ALMA Observations of the Interaction of a Radio Jet with Molecular Gas in Minkowski's Object

We use ALMA to detect and image CO (1-0) emission from Minkowski's Object, a dwarf galaxy that is interacting with a radio jet from a nearby elliptical galaxy. These observations are the first to detect molecular gas in Minkowski's Object. We estimate the range in the mass of molecular gas in Minkowski's Object assuming two different values of the ratio of the molecular gas mass to the CO luminosity, $\alpha_{\rm CO}$. For the Milky Way value of $\alpha_{\rm CO}=4.6~M_{\odot}{\rm (K~km~s^{-1}~pc^2)^{-1}}$ we obtain a molecular gas mass of $M_{\rm H_2} =3.0 \times 10^7~M_{\odot}$, 6% of the HI gas mass. We also use the prescription of Narayanan et al. (2012) to estimate an $\alpha_{\rm CO}=27~M_{\odot}{\rm (K~km~s^{-1}~pc^2)^{-1}}$, in which case we obtain $M_{\rm H_2} =1.8 \times 10^8~M_{\odot}$, 36% of the HI mass.

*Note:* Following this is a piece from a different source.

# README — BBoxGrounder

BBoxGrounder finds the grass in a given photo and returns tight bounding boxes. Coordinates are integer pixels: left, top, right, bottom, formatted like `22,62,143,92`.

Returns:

The observations are consistent with previous claims of star formation being induced in Minkowski's Object via the passage of the radio jet, and it therefore being a rare local example of positive feedback from an AGN. In particular, we find highly efficient star formation, with gas depletion timescales $\sim 5\times 10^7 - 3\times 10^8$yr (for assumed values of $\alpha_{\rm CO}=4.6$ and $27~M_{\odot}{\rm (K~km~s^{-1}~pc^2)^{-1}}$, respectively) in the upstream regions of Minkowski's Object that were struck first by the jet, and less efficient star formation downstream. We discuss the implications of this observation for models of jet induced star formation and radio mode feedback in massive galaxies.